Daimi dişlerin 12 yaşında tamamlandığını, bunların da korunmasının en az süt dişleri kadar önemli olduğunu ifade eden Bekçi, “Dişlerde meydana gelen çürükler tedavi edilmezse önce iç dokularında, daha sonra kök ucu ve çevresinde iltihap oluşturur. Bu da tedavi edilmezse önce çevre dokularda, daha sonra yüz bölgesinde yaygın abselere, hattâ daha da ilerleyerek menenjit, beyin absesi, beyin ödemi gibi çok ciddi durumlaa yol açabilir.” dedi.

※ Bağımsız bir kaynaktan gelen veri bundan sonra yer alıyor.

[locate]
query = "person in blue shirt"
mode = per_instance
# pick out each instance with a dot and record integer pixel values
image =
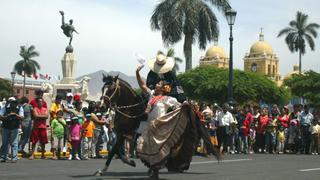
(10, 115)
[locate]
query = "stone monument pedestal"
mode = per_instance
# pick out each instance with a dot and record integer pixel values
(68, 82)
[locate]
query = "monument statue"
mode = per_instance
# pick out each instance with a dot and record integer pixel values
(68, 30)
(47, 87)
(84, 89)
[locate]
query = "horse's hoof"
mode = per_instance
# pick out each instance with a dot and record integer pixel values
(98, 173)
(132, 163)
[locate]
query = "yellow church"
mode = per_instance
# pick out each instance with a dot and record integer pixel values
(261, 59)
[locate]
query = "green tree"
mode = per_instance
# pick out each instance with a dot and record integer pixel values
(191, 19)
(171, 53)
(27, 66)
(298, 32)
(5, 88)
(305, 85)
(210, 84)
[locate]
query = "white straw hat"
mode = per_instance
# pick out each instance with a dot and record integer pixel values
(161, 64)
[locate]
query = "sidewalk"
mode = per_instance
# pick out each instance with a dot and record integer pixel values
(48, 154)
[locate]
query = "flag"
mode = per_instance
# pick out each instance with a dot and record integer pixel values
(43, 77)
(35, 76)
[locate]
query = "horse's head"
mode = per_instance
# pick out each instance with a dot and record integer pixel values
(109, 88)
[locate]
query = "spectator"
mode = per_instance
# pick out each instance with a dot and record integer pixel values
(11, 115)
(39, 95)
(87, 146)
(26, 125)
(305, 119)
(252, 137)
(261, 130)
(244, 125)
(58, 125)
(75, 138)
(281, 137)
(39, 132)
(55, 107)
(225, 119)
(293, 136)
(315, 146)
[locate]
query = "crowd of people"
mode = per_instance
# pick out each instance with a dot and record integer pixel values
(66, 125)
(84, 131)
(263, 129)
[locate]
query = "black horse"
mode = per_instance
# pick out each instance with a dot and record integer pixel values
(129, 110)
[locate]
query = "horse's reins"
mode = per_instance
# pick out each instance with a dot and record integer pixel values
(117, 108)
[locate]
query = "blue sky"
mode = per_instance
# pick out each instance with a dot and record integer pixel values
(111, 32)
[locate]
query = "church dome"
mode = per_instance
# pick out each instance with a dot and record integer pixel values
(215, 52)
(261, 47)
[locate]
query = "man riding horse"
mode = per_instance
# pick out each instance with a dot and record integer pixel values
(170, 132)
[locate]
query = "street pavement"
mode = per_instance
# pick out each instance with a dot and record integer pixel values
(233, 167)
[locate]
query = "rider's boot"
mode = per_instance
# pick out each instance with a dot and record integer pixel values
(154, 174)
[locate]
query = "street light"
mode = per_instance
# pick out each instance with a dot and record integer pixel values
(231, 16)
(13, 75)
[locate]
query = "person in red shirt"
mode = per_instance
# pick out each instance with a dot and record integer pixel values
(39, 95)
(283, 118)
(39, 131)
(261, 129)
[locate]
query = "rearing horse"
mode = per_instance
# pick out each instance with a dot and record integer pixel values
(129, 110)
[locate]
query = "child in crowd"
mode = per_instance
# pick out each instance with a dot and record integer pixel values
(281, 138)
(271, 135)
(293, 136)
(39, 131)
(252, 137)
(243, 131)
(75, 138)
(57, 125)
(88, 128)
(315, 146)
(212, 124)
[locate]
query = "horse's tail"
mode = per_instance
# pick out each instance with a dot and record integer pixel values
(203, 133)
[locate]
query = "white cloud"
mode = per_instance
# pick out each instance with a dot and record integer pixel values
(111, 32)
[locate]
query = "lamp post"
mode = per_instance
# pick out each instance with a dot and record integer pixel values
(231, 16)
(13, 75)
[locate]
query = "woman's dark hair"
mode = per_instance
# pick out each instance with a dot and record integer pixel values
(92, 107)
(59, 97)
(24, 100)
(38, 92)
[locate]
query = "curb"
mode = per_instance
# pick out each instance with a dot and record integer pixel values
(48, 154)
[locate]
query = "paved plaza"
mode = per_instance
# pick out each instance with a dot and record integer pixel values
(233, 167)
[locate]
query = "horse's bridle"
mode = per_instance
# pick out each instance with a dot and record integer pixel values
(117, 108)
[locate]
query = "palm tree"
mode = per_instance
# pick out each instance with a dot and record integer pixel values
(191, 19)
(27, 66)
(171, 53)
(298, 32)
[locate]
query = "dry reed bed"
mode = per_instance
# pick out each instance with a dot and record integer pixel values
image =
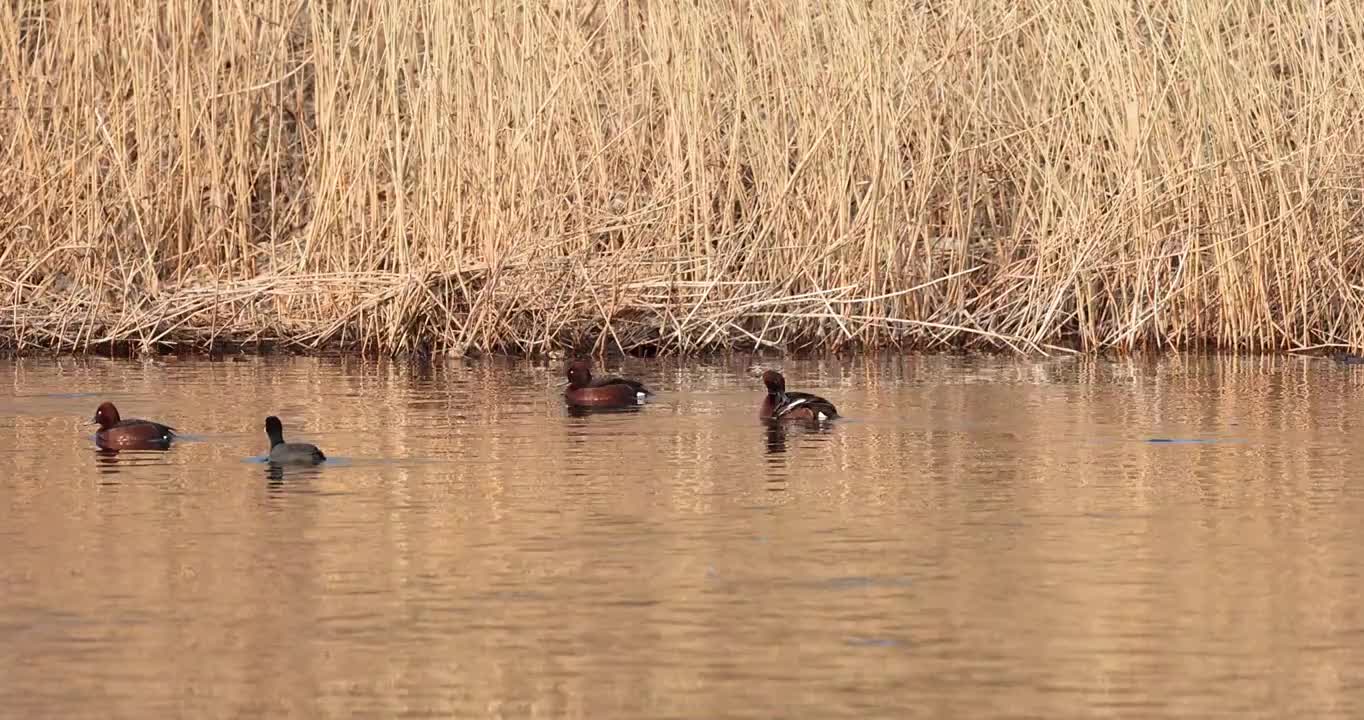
(520, 176)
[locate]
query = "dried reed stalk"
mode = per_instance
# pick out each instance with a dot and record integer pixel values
(525, 176)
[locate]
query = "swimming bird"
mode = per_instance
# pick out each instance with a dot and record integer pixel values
(782, 405)
(602, 392)
(283, 453)
(131, 434)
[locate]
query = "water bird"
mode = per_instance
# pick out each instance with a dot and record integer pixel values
(782, 405)
(602, 392)
(283, 453)
(131, 434)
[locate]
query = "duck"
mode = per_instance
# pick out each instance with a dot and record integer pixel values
(283, 453)
(131, 434)
(602, 392)
(782, 405)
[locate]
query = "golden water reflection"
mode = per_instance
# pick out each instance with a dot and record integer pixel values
(980, 537)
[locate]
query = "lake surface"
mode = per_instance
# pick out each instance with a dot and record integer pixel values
(981, 537)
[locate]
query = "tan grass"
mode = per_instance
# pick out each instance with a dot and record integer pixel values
(779, 173)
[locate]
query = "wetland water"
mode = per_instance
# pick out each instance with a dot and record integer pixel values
(981, 537)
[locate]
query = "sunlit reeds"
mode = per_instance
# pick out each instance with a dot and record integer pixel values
(524, 176)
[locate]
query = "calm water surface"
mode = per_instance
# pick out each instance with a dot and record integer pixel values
(982, 537)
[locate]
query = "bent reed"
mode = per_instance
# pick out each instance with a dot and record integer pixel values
(475, 176)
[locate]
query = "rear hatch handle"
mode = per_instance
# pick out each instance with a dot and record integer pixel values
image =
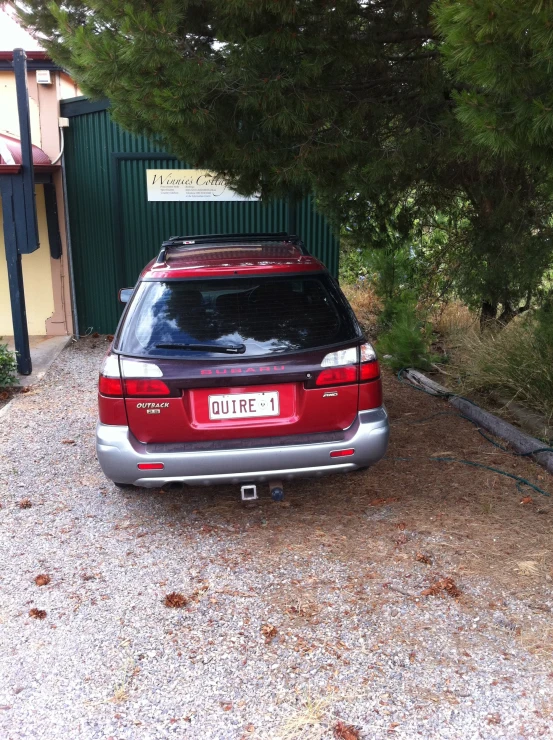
(231, 349)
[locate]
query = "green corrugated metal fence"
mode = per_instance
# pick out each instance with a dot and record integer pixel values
(115, 230)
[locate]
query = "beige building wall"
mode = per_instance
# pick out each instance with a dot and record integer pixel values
(46, 280)
(9, 120)
(39, 294)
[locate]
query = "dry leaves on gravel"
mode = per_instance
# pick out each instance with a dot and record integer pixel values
(269, 631)
(421, 557)
(175, 600)
(441, 587)
(37, 613)
(346, 732)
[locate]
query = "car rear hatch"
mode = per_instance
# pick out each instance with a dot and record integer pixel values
(239, 358)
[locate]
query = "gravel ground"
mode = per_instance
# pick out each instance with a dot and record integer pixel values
(297, 616)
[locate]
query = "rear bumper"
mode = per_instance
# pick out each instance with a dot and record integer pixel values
(119, 454)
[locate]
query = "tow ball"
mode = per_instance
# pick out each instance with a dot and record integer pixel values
(277, 491)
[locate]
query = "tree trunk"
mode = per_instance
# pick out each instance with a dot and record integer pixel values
(488, 313)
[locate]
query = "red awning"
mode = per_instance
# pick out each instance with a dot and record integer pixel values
(10, 157)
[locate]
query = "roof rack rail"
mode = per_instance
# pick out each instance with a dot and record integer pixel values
(182, 242)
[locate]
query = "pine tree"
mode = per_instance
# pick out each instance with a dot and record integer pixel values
(349, 99)
(501, 53)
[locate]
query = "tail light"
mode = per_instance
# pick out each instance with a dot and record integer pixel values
(349, 366)
(339, 368)
(140, 379)
(354, 365)
(370, 393)
(111, 406)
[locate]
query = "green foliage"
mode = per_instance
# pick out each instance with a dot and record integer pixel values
(354, 266)
(408, 340)
(500, 52)
(8, 367)
(353, 101)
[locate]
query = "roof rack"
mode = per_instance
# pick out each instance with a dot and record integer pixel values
(216, 240)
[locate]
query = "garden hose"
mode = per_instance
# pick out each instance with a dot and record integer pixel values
(519, 481)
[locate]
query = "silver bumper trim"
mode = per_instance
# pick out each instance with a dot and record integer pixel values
(119, 453)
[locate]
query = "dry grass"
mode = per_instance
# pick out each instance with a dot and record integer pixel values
(365, 303)
(453, 319)
(509, 361)
(310, 722)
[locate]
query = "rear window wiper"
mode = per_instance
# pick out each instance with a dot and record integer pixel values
(230, 349)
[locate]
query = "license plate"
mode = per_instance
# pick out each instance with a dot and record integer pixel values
(243, 405)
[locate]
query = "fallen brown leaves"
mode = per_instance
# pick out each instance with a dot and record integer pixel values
(269, 631)
(346, 732)
(441, 587)
(37, 613)
(175, 600)
(421, 557)
(382, 501)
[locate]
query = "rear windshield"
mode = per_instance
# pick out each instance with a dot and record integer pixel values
(252, 316)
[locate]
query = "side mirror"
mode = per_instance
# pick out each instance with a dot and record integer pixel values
(125, 294)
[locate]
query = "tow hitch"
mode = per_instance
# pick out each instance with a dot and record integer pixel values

Dt. Bekçi, küçük bir çürükte bulunan mikroorganizmaların özellikle kalp, eklem romatizması, böbrek ve karaciğer gibi kronik hastalığı olan, vücut direnci düşük kişilerde kan yoluyla başka bir bölgedeki organa yerleşerek hastalık meydana getirebildiğini ifade etti: “Aynı şekilde vücut içinde bir protezi varsa ona da zarar verebilir. Bu nedenle bu tür hastaların, diş hekimi kontrolüne ekstra hassasiyet göstermesi hayati önem taşımaktadır. Ayrıca kalp kapağı, kalça, diz gibi dahili protez uygulamaları, organ veya kök hücre nakli gibi operasyonlardan önce mutlaka dişler tedavi edilmeli, edilemeyecekler çekilmeli ve diş taşları temizlenmelidir.”

Gebeliğin de diş sağlığına özellikle eğilinmesi gereken bir süreç olduğunu vurgulayan Nilüfer Bekçi, şunları kaydetti: “İlk üç ve son iki aylarda dental işlemler tehlikelidir. Bu nedenle gebelik planlandığında önce dişlerin kontrol ve tedavi edilmesi şarttır. Çok gerekli ve acil durumlarda, ikinci üç aylık dönemin tercih edilmelidir. Herkesi mutlaka günde en az iki kere, bütün dişlerinin her yüzeyi en az 10 darbe alacak şekilde fırçalamasıdır. Dişlerin fırça değmeyen ara yüzlerini de günde bir kez diş ipiyle temizlemek gerekir. Dişler iyi fırçalanmaz, plak bırakılırsa çürüklerin yanısıra tükürükten gelen kalsiyumun üzerinde yoğunlaşıp sertleşmesiyle diş taşları meydana gelir, ayrıca dişetleri iltihaplanır. Dişetinde kızarıklık, kanama ve ağız kokusuyla başlayan bu hastalık, dişetlerinin köke doğru çekilmesine ve çevresindeki kemiğin erimesi sonucu dişin sallanmasına kadar gider ve dişin kaybıyla sonuçlanır.”